Look for media to play the long-running six-nation talks --- tomorrow in Beijing --- focusing on North Korea nuclear disarmament like something is finally going to break, but Grumpy Editor feels it’s likely to be ho-hum time again.
Nuclear talks regarding North Korea have been going on for years.
The only hope is the change in North Korea’s leadership since Kim Jong-il died in December.
The latest session will measure if Kim’s son and successor, Kim Jong-un, is more open to diplomacy.
The six nations --- South Korea, North Korea, Japan, Russia, China and the U.S. --- have been sitting around tables, off and on, for more than nine years trying to persuade North Korea to give up its nuclear ambitions.
Recent talks (last July in New York and three months later in Geneva) made no progress.
North Korea’s routine has been to talk, followed by pauses, then more talks, followed by no resolution.
That’s been the Communist nation’s procedure since 1953 when the Korean War ended with a cease fire.

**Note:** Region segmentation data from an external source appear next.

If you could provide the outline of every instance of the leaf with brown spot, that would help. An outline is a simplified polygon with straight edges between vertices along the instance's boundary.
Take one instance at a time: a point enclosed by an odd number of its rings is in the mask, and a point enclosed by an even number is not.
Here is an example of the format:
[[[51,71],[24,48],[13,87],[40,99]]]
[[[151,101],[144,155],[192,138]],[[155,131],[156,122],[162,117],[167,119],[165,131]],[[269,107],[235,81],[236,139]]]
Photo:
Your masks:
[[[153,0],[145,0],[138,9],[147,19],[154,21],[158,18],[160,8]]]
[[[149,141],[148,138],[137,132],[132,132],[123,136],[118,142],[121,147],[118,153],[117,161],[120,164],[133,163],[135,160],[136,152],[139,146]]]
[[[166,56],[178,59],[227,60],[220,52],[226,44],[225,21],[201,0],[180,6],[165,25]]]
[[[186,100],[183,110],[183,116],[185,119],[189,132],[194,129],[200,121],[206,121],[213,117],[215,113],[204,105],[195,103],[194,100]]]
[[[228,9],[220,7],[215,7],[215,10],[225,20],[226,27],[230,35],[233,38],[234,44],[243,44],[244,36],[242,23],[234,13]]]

North and South Korea technically remain at war with no peace treaty.
One reason nuclear disarmament talks get nowhere: North Korea, Russia and China are on the same side.
It’s been that way since the Korean War, in which Russia and China joined North Korea in fighting American and South Korean troops, among other allied forces.
After this week’s Beijing discussions, it will be interesting to see if media reports include (again) these words: deadlocked, impasse, inconclusive and recessed without agreement.